Pakistan started to get serious about producing a nuclear bomb way back in 1972 - two years before India detonated its first device. The program received an unexpected boost when Russia invaded Afghanistan in 1979. Pakistan became a front-line Cold War state, a bulwark against the advancing commie hordes. The United States was determined that Afghanistan would become Russia's 'Vietnam' and that meant keeping Islamabad sweet. Washington turned a blind eye to Pakistan's advancing nuclear program. But what is worse, Washington, among others of course, helped it along.
During the 1980s Islamabad was the happy recipient of billions of dollars in US aid, including advanced computers that could be used for bomb design. They also received millions of dollars in other high-tech aid such as telemetry systems for missiles. But it was a badly kept secret, and the issue was discussed on the Hill. Amendments were passed that demanded assurances from the White House that Pakistan had not developed a nuclear device - an event that would have meant an immediate cut-off in aid. Despite incontrovertible evidence those assurances were given by the White House. Remember, there was still the war in Afghanistan to be won.
By 1990, however, the world was adjusting to its so-called 'new order'. Alarmed at the prospect of an Islamic bomb, Washington cautioned Islamabad that it was on the verge of becoming a pariah state if it continued with its program. My, how things can change. The sanctions went into effect in October of that year. A bit like closing the gate after the horse has bolted, eh? Unfair too, Washington knew about India's program (and Israel's) but Pakistan was singled out to serve as an example of what would happen to Third World countries if they dared threaten the status quo and cross the nuclear threshold. I'm sure it was nothing personal.

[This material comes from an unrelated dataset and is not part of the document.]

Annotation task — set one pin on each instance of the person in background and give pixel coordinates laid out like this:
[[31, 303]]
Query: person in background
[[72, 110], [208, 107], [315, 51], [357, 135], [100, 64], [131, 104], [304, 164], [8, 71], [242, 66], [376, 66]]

But don't think for a moment that Pakistan was the only country that enjoyed the largesse of the United States and had some of its scientists 'trained' at Los Alamos. No, Sir. While there were several countries helping India in the early years of its nuclear program, the US gave subsidised loans and research grants for more than a thousand Indian scientists to study at nuclear facilities in the United States. Washington also helped in the building of a reprocessing plant where Indian scientists could learn how to extract plutonium.
After the collapse of the Soviet Union and the waning of Moscow's influence in India, Washington obligingly stepped in. It would be unfair to accuse the US of being the only guilty party, it most certainly isn't. But I find it unacceptable that Washington was a sometimes active, sometimes passive, but always knowledgeable participant in both of these nuclear programs and is now trying to claim the high moral ground by leading the world in imposing sanctions.

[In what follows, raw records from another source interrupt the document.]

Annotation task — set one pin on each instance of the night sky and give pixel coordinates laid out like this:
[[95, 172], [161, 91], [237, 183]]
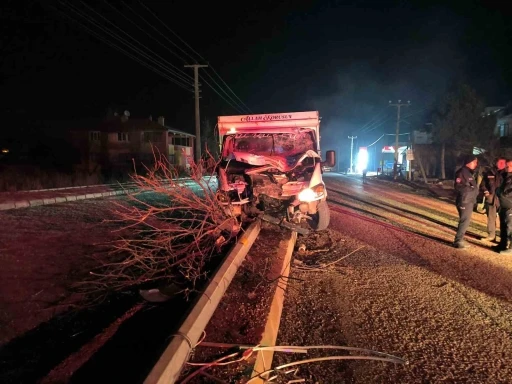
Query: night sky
[[346, 59]]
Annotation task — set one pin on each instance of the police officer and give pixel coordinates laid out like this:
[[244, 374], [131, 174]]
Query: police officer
[[467, 191], [505, 195], [490, 182]]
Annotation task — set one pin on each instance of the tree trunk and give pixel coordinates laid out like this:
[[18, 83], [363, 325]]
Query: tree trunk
[[422, 169], [443, 170]]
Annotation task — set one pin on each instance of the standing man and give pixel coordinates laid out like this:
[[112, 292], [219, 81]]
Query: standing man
[[505, 195], [491, 181], [467, 191]]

Watching the drama unfold on my television, I heard a CNN correspondent claim that he'd been told by White House insiders that the latest developments demonstrate Washington's lack of influence in the region. I suspect those insiders are being a little disingenuous.
A nuclear armed South Asia is something we will have to learn to accept. In common with most of the unfortunate situations we face in this New World Order in which we live, the situation was 'created' and didn't just happen. Sanctions will not stuff the genie back in the bottle, if anything, they will make the situation even more dangerous. So let's be honest about it, eh?